"Temporary, did you say? Only temporary?" the boy was faltering.

"I hope so, honestly. You see, it was just on that one point ... and even there ... I believe he did want his wife out of the way, and for her own sake, too!" said Dollar, with a sympathetic tremor of his own.

"But do you know what he's saying? He means to tell the whole world now, and let them hang him, and serve him right—he says! And he's as sane as we are now—only he might have been through a Turkish bath!"

"More signs!" cried Dollar, looking up at the brightening sky. "But we won't allow that. It would undo nothing and he has made all the reparation.
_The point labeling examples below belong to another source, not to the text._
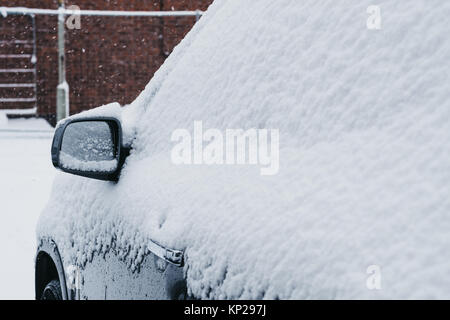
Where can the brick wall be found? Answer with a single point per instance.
(108, 59)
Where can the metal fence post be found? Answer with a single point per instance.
(62, 91)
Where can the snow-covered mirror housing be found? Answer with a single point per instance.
(89, 147)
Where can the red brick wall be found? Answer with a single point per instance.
(109, 58)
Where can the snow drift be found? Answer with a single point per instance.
(364, 120)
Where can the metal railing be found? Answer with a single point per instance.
(62, 108)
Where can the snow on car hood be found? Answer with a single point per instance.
(364, 120)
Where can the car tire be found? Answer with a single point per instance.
(52, 291)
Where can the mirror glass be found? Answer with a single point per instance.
(88, 146)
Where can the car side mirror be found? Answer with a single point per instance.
(89, 147)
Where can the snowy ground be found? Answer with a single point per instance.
(26, 175)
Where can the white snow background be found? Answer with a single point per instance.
(364, 120)
(26, 175)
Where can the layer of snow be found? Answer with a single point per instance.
(69, 162)
(26, 175)
(364, 120)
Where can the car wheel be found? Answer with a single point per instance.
(52, 291)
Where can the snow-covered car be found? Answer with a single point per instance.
(358, 207)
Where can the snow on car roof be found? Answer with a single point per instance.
(364, 126)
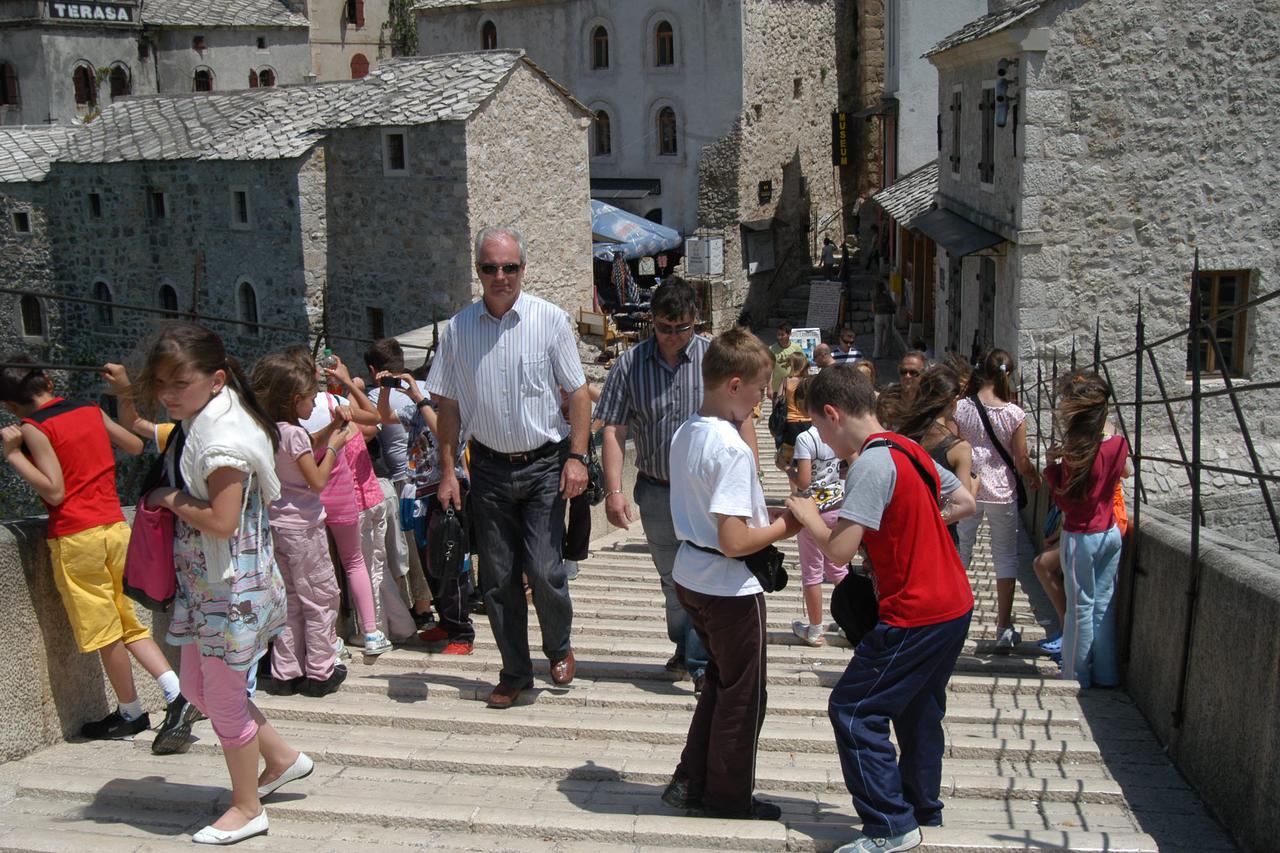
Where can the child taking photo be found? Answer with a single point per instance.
(231, 598)
(1083, 474)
" ... Come, Paley! I want to take him back with me in the car. It's broad daylight."


VII

THE DOCTOR'S ASSISTANT

The doctor was coping with his Sunday meal when the telephone went off in the next room. On his ears the imperious summons never fell without a thrill; in his sight, the tulip-shaped receiver became a live thing trumpeting for help; and he would answer the call himself, at any hour of the day or night. It was necessary at night, with the Bartons asleep in the basement like a family in a vault, but it was just the same when they were all on duty, as at the present moment. Back went the Cromwellian chair, at the head of the bare and solitary trestle table. An excited personage, who might have been just outside the window, was expeditiously appeased in monosyllables. And Dollar returned with an appetite to what had been set before him.